The place was over-run. There were at least 15 empty rental stations and only a handful of agents on duty. Why didn’t Hertz call extra employees in to help? How else could they maintain their reputation for legendary service and justify their pricing structure? And, after all, we all had reservations…you’d think they were expecting us. They did live up to one expectation. It was at least an hour before we made our way to the car and exited toward the mountains.
If you are a frequent traveller, you definitely understand that things often don’t go according to plan…and you learn to plan for it. I maintained my good humor and even had fun with my father standing in line at Hertz.

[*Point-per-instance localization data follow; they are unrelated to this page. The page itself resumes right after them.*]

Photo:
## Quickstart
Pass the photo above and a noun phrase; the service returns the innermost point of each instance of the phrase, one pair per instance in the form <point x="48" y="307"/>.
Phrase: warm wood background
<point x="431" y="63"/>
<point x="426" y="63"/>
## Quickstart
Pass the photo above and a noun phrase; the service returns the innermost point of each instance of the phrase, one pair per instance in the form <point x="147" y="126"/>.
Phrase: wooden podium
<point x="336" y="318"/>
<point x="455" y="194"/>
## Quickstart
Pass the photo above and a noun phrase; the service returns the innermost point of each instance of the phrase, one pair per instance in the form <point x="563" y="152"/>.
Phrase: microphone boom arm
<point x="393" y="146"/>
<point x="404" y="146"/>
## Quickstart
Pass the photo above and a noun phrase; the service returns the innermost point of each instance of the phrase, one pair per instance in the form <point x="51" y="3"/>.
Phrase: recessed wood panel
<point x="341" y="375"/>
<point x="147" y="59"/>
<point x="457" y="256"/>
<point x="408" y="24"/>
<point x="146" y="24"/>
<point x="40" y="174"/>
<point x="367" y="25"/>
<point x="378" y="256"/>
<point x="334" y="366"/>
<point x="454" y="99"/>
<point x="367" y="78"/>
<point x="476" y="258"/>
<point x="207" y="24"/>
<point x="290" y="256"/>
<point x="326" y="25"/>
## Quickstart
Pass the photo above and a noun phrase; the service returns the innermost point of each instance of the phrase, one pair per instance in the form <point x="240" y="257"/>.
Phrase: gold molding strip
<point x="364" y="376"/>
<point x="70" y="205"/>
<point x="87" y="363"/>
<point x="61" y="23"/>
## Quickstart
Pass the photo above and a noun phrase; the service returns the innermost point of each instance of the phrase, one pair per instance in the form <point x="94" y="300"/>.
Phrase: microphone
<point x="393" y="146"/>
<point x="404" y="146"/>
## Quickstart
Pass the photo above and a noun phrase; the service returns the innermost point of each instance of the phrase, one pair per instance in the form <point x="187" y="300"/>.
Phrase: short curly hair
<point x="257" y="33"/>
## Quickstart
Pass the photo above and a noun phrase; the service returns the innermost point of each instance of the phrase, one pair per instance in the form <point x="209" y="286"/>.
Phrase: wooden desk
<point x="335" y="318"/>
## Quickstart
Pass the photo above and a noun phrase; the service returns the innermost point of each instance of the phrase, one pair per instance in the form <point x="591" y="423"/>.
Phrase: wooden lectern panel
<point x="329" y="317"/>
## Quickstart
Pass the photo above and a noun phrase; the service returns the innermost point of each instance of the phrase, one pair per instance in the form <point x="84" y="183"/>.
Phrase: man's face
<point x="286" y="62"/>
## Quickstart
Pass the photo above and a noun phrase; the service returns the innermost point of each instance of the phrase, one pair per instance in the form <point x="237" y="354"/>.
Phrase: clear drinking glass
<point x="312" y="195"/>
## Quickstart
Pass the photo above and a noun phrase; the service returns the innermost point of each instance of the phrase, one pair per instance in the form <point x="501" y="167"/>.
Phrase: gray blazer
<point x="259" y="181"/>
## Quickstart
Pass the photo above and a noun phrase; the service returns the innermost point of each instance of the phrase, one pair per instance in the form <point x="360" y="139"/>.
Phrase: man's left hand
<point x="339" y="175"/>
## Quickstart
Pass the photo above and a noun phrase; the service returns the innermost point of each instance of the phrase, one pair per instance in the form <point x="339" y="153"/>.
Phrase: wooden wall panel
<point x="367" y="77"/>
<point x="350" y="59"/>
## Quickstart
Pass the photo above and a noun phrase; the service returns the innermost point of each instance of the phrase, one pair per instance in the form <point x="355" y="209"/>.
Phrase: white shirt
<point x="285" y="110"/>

We had plenty of time to make friends with the grandparents behind us and wished them well as they eventually sped off to the baccalaureate, hopefully with enough time to change from their traveling clothes before the celebration.
A company’s brand is not built by marketing genius and brought to life with posters that line the jet bridge. Only the real, live experiences of customers can do that.

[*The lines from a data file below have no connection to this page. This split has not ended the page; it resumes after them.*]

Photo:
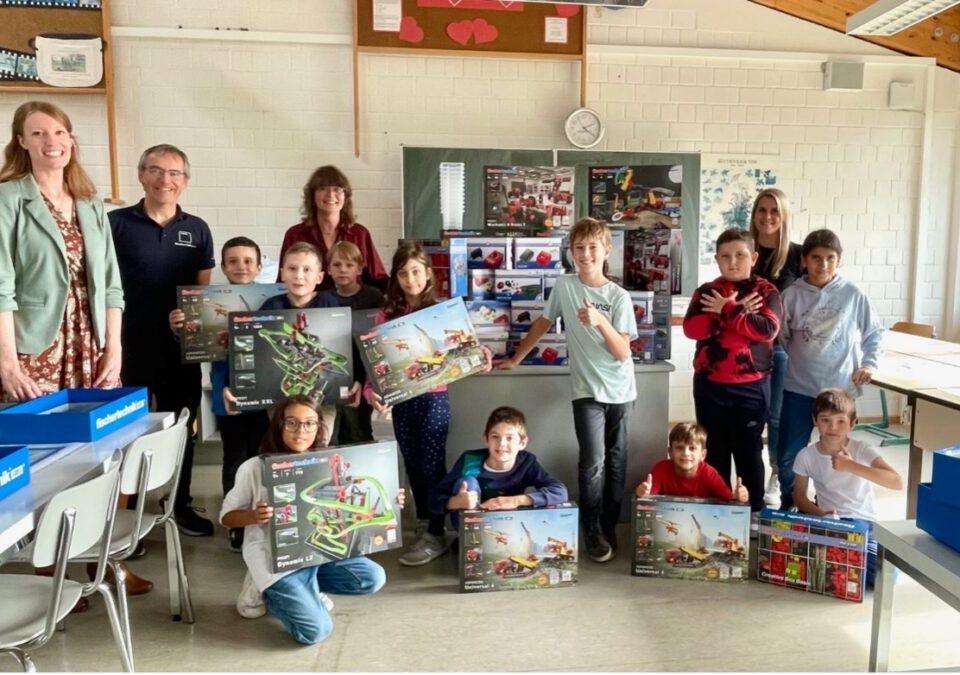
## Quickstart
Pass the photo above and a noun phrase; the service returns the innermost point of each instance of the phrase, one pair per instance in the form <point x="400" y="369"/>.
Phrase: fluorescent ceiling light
<point x="887" y="17"/>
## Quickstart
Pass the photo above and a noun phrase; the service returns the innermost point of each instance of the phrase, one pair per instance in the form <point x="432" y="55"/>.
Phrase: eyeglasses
<point x="157" y="172"/>
<point x="292" y="424"/>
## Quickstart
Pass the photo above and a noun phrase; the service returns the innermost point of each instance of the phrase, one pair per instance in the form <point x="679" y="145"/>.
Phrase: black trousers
<point x="734" y="416"/>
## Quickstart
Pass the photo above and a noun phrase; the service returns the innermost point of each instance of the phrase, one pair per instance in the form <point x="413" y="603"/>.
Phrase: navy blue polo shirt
<point x="154" y="260"/>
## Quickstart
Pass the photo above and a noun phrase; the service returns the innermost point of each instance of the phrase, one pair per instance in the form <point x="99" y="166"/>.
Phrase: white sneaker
<point x="250" y="601"/>
<point x="772" y="495"/>
<point x="427" y="549"/>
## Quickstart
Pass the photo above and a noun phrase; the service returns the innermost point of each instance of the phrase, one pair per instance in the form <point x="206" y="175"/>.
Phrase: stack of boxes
<point x="938" y="502"/>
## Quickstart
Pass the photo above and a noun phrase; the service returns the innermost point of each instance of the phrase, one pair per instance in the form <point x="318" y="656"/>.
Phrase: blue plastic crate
<point x="72" y="415"/>
<point x="14" y="469"/>
<point x="936" y="518"/>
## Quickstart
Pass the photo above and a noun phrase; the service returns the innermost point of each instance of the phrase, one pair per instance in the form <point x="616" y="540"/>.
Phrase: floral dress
<point x="71" y="361"/>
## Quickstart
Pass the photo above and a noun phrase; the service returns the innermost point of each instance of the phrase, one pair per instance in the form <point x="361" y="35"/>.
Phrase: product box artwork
<point x="809" y="553"/>
<point x="688" y="538"/>
<point x="280" y="353"/>
<point x="72" y="415"/>
<point x="332" y="504"/>
<point x="523" y="549"/>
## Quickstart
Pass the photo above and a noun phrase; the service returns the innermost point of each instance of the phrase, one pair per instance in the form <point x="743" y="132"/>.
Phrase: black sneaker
<point x="194" y="525"/>
<point x="598" y="548"/>
<point x="235" y="535"/>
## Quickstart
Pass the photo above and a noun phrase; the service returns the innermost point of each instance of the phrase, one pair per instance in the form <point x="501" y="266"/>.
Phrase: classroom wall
<point x="257" y="117"/>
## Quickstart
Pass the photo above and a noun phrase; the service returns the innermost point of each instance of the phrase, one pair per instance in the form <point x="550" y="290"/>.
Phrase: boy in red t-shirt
<point x="685" y="474"/>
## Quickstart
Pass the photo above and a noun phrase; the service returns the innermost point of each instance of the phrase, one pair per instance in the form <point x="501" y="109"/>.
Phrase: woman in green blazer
<point x="60" y="295"/>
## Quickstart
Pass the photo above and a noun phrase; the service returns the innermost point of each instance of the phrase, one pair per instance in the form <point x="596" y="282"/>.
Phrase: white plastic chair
<point x="73" y="521"/>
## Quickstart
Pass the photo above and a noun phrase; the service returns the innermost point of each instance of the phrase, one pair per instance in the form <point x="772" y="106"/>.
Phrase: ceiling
<point x="918" y="40"/>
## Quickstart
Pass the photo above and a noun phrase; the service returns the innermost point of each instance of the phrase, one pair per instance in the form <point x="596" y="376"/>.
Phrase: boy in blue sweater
<point x="497" y="477"/>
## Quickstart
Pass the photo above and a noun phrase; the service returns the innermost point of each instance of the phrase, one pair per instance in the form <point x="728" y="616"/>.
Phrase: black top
<point x="791" y="271"/>
<point x="154" y="260"/>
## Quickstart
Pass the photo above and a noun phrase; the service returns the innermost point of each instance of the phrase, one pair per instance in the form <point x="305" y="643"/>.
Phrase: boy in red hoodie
<point x="734" y="319"/>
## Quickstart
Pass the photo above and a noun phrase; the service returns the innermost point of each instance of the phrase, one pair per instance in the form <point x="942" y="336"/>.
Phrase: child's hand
<point x="842" y="461"/>
<point x="230" y="402"/>
<point x="262" y="513"/>
<point x="740" y="492"/>
<point x="465" y="499"/>
<point x="716" y="302"/>
<point x="176" y="319"/>
<point x="588" y="314"/>
<point x="644" y="488"/>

This weekend, I encountered rudeness, fear, frustration and sore feet. Perhaps the lines could not be avoided. But the response of both companies definitely did not match the expectations I held, built over years of exposure to their advertising, their websites, the stories of friends and family and my own experiences.
It was a reminder to me that the people behind the brand are as human, and sometimes as weary, as the travelers on the other side of the counter. Ironically, I talk about Southwest Airlines on a weekly basis as part of educating Allegory’s clients and presenting seminars and workshops on branding. I share why I prefer Southwest to most other airlines I travel. It’s the only airline where employees break the ice, get the passengers to laugh out loud together and allows themselves to enjoy their work. Everyone around them is happier and the travails of travel are lightened just a bit.
Southwest has earned my respect and I’ll let this one out-of-character experience slide because, on balance, my trip was awesome. But I do have to wonder who decided that the automatic alarm, triggered as soon as I slid my ID through the kiosk, was in-brand? And how about the ‘late’ tag, also cleared by corporate policy? Not very Southwesterly in my opinion.